Speakers and presenters from 11 nations are converging this week in Prague to explore the intersection of cybersecurity and artificial intelligence at the sold-out Cybersec & AI Prague conference.
The machine vs. machine battle of adversarial AI, described by Avast researchers as an “active arms race (that) makes AI in security particularly challenging,” will be a major theme. Speakers will also discuss cybersecurity in elections around the globe, and how to set foundations and principles for AI that borrow from the best traditions of computer science.
Student researchers will present their work in “poster sessions” featuring topics that include how people and computers can work together to find malware code hidden in images. Another group of student researchers is investigating how machine-learning tools age and whether that affects data – a very impressive and complex topic laid out on a poster illustrated with several dozen Pokemon characters.
While a major theme might be adversarial AI, the tone of the event is the opposite, said Rajarshi Gupta (pictured), Avast’s head of artificial intelligence, and a host of the event. “We organized this conference to bring together a community of security AI researchers who can make each other better by collaborating. It’s very exciting to see it happening.”
Thursday’s one-day conference will unfold at the DOX Centre for Contemporary Art, a stunning modern art museum of clean lines and industrial chic. A hundred years ago, the space was a high-tech center of its own era, where companies built locomotives and early aircraft.
The Czech Technical University, which is partnering with Avast to present the conference, contributes several speakers and student presenters to the event. Bridging the gap between the two friendly organizations is Avast’s new chief technical officer, Michal Pechoucek (pictured) who is also a longtime CTU professor. Pechoucek will give the conference’s opening remarks.
From U.S. academia, Alex Halderman of the University of Michigan will speak on a topic much in the news – election hacking. Halderman was researching election hacking a decade before the 2016 U.S. presidential race.

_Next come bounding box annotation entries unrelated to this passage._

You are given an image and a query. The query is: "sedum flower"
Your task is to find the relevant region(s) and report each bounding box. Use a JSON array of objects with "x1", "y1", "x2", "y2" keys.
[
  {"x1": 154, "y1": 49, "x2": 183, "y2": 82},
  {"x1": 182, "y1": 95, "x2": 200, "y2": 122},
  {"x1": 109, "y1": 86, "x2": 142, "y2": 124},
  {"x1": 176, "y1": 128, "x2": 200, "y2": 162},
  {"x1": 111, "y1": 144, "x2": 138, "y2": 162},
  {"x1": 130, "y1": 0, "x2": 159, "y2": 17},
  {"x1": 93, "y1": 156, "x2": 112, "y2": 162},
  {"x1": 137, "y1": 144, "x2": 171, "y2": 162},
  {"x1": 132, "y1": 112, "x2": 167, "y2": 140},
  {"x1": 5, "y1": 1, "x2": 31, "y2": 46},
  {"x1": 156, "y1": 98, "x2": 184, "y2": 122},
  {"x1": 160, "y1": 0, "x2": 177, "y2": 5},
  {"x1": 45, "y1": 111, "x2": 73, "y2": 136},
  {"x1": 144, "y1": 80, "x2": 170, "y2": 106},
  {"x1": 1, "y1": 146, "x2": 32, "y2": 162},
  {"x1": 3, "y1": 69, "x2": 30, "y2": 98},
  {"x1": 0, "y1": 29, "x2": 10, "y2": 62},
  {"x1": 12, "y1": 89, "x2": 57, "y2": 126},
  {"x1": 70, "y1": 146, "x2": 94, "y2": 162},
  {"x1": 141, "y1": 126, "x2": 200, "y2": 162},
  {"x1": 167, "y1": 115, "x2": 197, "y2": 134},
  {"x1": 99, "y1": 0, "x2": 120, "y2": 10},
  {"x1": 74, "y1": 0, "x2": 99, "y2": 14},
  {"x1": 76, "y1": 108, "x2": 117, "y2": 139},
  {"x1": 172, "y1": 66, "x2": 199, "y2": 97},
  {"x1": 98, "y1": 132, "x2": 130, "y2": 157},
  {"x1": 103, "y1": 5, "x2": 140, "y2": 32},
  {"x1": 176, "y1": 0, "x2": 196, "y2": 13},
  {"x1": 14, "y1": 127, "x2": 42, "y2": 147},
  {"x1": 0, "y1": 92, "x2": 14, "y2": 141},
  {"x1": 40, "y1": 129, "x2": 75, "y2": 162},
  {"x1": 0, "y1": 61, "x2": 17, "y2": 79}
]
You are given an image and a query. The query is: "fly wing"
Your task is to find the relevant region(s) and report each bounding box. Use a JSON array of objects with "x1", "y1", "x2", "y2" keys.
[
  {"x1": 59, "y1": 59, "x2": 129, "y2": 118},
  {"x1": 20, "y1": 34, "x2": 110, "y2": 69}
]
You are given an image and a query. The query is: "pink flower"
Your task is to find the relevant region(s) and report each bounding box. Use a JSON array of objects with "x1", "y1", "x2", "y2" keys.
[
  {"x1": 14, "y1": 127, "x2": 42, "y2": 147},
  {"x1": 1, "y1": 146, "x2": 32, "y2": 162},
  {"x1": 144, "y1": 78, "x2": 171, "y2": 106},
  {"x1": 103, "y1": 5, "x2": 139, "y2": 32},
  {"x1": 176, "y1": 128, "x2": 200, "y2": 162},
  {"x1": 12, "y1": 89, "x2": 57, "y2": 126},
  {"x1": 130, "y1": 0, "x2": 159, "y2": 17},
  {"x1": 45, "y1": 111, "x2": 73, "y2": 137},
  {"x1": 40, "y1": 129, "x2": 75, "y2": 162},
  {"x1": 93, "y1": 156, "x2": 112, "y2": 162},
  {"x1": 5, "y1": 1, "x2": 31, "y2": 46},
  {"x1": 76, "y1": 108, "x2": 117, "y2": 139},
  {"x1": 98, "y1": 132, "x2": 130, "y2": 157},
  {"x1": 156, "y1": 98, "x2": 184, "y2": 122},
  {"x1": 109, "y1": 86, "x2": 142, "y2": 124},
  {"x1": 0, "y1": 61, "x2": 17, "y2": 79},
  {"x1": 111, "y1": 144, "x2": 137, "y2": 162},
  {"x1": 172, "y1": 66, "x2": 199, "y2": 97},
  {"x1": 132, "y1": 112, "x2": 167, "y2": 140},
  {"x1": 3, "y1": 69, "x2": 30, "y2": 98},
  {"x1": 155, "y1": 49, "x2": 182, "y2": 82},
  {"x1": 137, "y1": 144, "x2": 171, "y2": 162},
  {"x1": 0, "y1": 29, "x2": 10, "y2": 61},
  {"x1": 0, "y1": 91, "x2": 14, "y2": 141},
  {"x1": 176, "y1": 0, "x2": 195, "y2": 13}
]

He brought change to India’s elections, turned a U.S. voting machine into a Pac-Man arcade game, and warned Congress twice about the vulnerabilities that await 2020’s U.S. elections.
In its final session, the conference will look at the big picture in a panel titled AI For Good And Evil: Challenges And Opportunities In Privacy And Security. The session will be moderated by Dave Gershgorn, a senior writer for OneZero; and feature panelists Nicolas Papernot of the University of Toronto; Rachel Greenstadt of New York University; Battista Biggio of the University of Cagliari; and Gupta of Avast.
The description of the panel hints at an intriguing view of the future: “Security is AI’s biggest challenge, and AI is security’s best opportunity. We will discuss what lies ahead for practitioners in AI and Security in the years to come.”